In In the Estate of Gibbs, I made the following observations regarding the rebuttal of the presumption of revocation:[14]
The presumption of revocation is a presumption of fact which may be rebutted by appropriate evidence.[15] It is the applicant who carries the onus of rebutting the presumption.[16] Further, when determining if the presumption has been rebutted, the Court is “to consider the whole of the facts together, and draw what inference should be drawn from the totality of the evidence”.[17]
[14] In the Estate of Gibbs (2012) 114 SASR 182, [31].
[15] Whiteley v Clune (No 2); The Estate of Brett Whiteley (Unreported, Supreme Court of New South Wales, Powell J, 13 May 1993); see also, Colvin v Fraser (1829) 2 Hag Ecc 266; Welch v Phillips (1836) 1 Moo PC 299; In the Estate of Gerard Deceased (2007) 251 LSJS 176, [32].
[16] Welch v Phillips (1836) 1 Moo PC 299, 302; In the Estate of Gerard Deceased (2007) 251 LSJS 176, [34]; see eg, Allan v Morrison [1900] AC 604.
[17] Gordon v Beere [1962] NZLR 257, 266.
Another factor which is commonly considered in determining whether the presumption of revocation has been rebutted is whether the will makes a careful and complete disposition of the testator’s property. Campbell J in Cahill v Rhodes, drawing on the earlier decisions in Sugden v Lord St Leonards[18] and Finch v Finch,[19] relevantly observed:[20]
What Sugden v Lord St Leonards, and Finch v Finch, show is that if a testator has made a Will which makes a careful and complete disposition of his property, and an examination of the circumstances relevant to the Deceased's testamentary intentions between the time of the making of that Will and the time of his death does not reveal anything which shows that the testator had any reason to revoke the Will by destroying it, the strength of the presumption is weakened to such an extent that it is overcome.
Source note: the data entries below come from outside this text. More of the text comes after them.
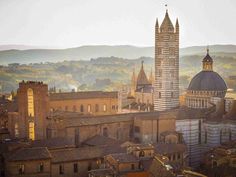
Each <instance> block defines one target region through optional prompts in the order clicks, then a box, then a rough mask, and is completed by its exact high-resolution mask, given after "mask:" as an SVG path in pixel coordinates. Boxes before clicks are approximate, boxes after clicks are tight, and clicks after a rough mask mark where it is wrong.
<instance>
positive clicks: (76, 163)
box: [74, 163, 78, 173]
mask: <svg viewBox="0 0 236 177" xmlns="http://www.w3.org/2000/svg"><path fill="white" fill-rule="evenodd" d="M74 173H78V163H74Z"/></svg>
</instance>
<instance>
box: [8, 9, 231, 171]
mask: <svg viewBox="0 0 236 177" xmlns="http://www.w3.org/2000/svg"><path fill="white" fill-rule="evenodd" d="M202 65H203V69H202V71H200V72H199V73H198V74H197V75H196V76H194V77H193V79H192V80H191V82H190V84H189V87H188V89H187V93H186V95H185V105H181V106H180V104H179V23H178V19H177V20H176V23H175V26H174V25H173V24H172V22H171V20H170V17H169V14H168V11H166V14H165V17H164V20H163V22H162V23H161V25H160V26H159V23H158V20H156V24H155V63H154V68H155V74H154V76H153V74H152V72H151V73H150V76H149V78H148V77H147V75H146V73H145V69H144V62H143V61H142V62H141V67H140V71H139V73H138V76H137V77H136V74H135V72H133V75H132V79H131V88H130V91H129V94H127V96H126V97H125V99H126V104H125V105H122V104H120V103H119V102H120V98H119V97H120V95H122V94H123V93H122V94H120V93H118V92H102V91H91V92H69V93H49V91H48V86H47V84H43V83H42V82H33V81H27V82H21V83H20V84H19V89H18V93H17V95H18V97H17V104H16V107H17V108H16V109H12V110H9V111H8V127H7V128H8V130H9V132H10V138H12V139H17V138H21V139H26V140H29V141H30V142H32V141H33V142H34V140H36V142H37V141H44V140H47V141H50V140H51V139H55V138H69V139H70V140H72V142H73V144H74V146H76V148H75V147H74V149H73V151H74V150H75V151H76V152H77V151H79V150H78V148H81V146H83V145H84V144H86V143H87V144H89V146H90V147H89V148H93V147H91V146H93V145H91V144H99V143H100V141H99V140H101V139H100V138H101V137H102V138H103V140H104V137H105V140H109V141H110V140H111V139H112V142H113V140H117V141H119V142H124V143H125V144H130V143H139V144H141V145H142V144H148V146H150V147H151V146H152V145H153V146H155V147H158V148H157V150H159V149H161V148H160V147H162V149H163V154H164V155H165V156H167V157H168V158H169V159H170V160H172V161H174V162H176V160H180V159H181V161H183V159H184V161H185V160H186V162H188V165H189V166H191V167H193V168H197V167H198V166H199V165H200V162H201V159H202V157H203V156H204V153H205V152H207V151H208V150H210V149H211V148H213V147H216V146H219V145H220V144H221V143H224V142H228V141H232V140H236V100H233V99H231V98H226V97H225V94H226V92H227V86H226V84H225V82H224V80H223V79H222V77H221V76H220V75H219V74H218V73H217V72H215V71H213V58H211V56H210V54H209V50H207V54H206V56H205V57H204V58H203V60H202ZM122 98H123V97H122ZM119 110H121V111H119ZM122 110H127V112H122ZM91 139H92V140H91ZM94 139H96V140H94ZM89 140H90V141H89ZM57 143H58V142H57ZM49 144H50V143H49ZM150 144H151V145H150ZM103 145H104V144H103ZM103 145H100V146H101V147H103ZM106 145H107V144H106ZM115 146H116V145H115ZM150 147H148V148H150ZM163 147H164V148H163ZM63 148H67V146H66V147H63ZM86 148H87V147H86ZM112 148H114V151H115V150H116V148H117V147H114V146H113V147H112ZM112 148H110V149H106V152H108V151H109V150H113V149H112ZM41 150H44V149H41ZM63 151H64V149H63ZM86 152H87V151H86ZM94 152H96V151H91V152H90V151H89V152H87V153H88V154H90V153H91V154H93V153H94ZM117 152H118V151H117ZM117 152H116V153H117ZM53 153H56V152H53ZM126 155H127V154H126ZM49 156H50V155H49ZM58 156H60V155H58ZM101 156H102V155H101ZM110 156H112V155H110ZM110 156H109V157H110ZM113 156H114V155H113ZM95 157H96V156H95ZM99 157H100V156H99ZM48 158H49V159H50V158H51V157H48ZM52 158H54V157H52ZM73 158H74V156H73ZM78 158H80V157H78ZM66 159H67V157H65V158H64V159H59V160H62V161H64V160H66ZM102 159H103V156H102ZM54 160H55V159H54ZM56 160H58V159H56ZM76 160H77V159H76ZM99 160H100V159H99ZM99 160H98V159H97V157H96V158H95V159H93V163H94V164H95V165H98V164H99V163H100V161H99ZM103 160H104V159H103ZM54 162H55V164H54V165H55V166H56V168H52V169H53V170H55V169H59V174H58V175H59V176H60V175H62V174H64V170H66V168H65V169H64V166H61V164H59V163H58V161H54ZM12 163H13V162H12ZM48 163H50V162H48ZM65 163H67V162H65ZM69 163H70V162H69V160H68V164H69ZM68 166H70V167H72V164H69V165H68ZM74 167H76V168H74V169H77V168H78V167H77V166H74ZM131 167H132V169H133V168H134V166H133V165H132V166H131ZM35 169H36V168H35ZM84 169H85V170H84V171H85V172H86V173H87V171H89V170H91V165H90V163H88V164H87V165H86V168H84ZM132 169H131V170H132ZM21 170H22V169H21ZM55 171H56V172H57V173H58V171H57V170H55ZM75 171H76V170H75ZM71 176H73V175H71Z"/></svg>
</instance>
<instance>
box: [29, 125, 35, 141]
mask: <svg viewBox="0 0 236 177" xmlns="http://www.w3.org/2000/svg"><path fill="white" fill-rule="evenodd" d="M29 139H31V140H35V132H34V122H33V121H30V122H29Z"/></svg>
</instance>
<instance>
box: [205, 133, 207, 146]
mask: <svg viewBox="0 0 236 177" xmlns="http://www.w3.org/2000/svg"><path fill="white" fill-rule="evenodd" d="M206 143H207V131H205V144H206Z"/></svg>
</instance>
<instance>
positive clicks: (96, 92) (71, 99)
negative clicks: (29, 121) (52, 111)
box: [49, 91, 118, 101]
mask: <svg viewBox="0 0 236 177" xmlns="http://www.w3.org/2000/svg"><path fill="white" fill-rule="evenodd" d="M49 98H50V100H51V101H59V100H73V99H93V98H118V92H115V91H114V92H103V91H84V92H62V93H50V95H49Z"/></svg>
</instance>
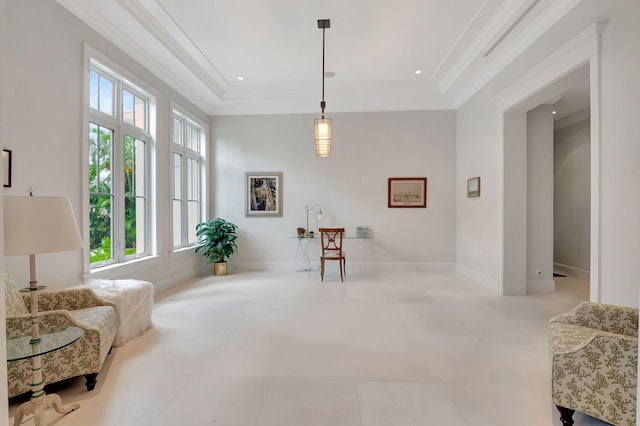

This is no more than a particular application of how the factual presumption can be overcome by circumstantial evidence which shows, on the balance of probabilities, that, even though the Will is missing at the testator's death, it is more likely than not that the reason for it being missing is something other than that the testator destroyed it with the intention of revoking it.
[18] Sugden v Lord St Leonards (1876) LR 1 PD 154.
[19] Finch v Finch (1867) LR 1 PD 371.
[20] Cahill v Rhodes [2002] NSWSC 561, [68]; see also, Whiteley v Clune (No 2); The Estate of Brett Whiteley (Unreported, Supreme Court of New South Wales, Powell J, 13 May 1993).
In the present case, the propounded document does not make a complete disposition of the testator’s property. The will makes a gift of $1,000.00 to the Port Adelaide Football Club, but does not provide any disposition of the residuary estate.
However, other factors weigh in favour of rebutting the presumption of revocation. In her conversations with Mr and Mrs Steer, the deceased clearly expressed a belief that she had a valid will that provided for a gift of $1,000.00 to the Port Adelaide Football Club. If the deceased had intended to revoke the will, it is unlikely that she would have done so without informing Mrs Steer, her daughter.
For these reasons, I am satisfied that it is appropriate to make an order that the propounded document be admitted to probate and that a grant of probate be made to the applicants. It is to be noted that a grant of probate of the propounded document will give rise to a partial intestacy as to the residuary estate.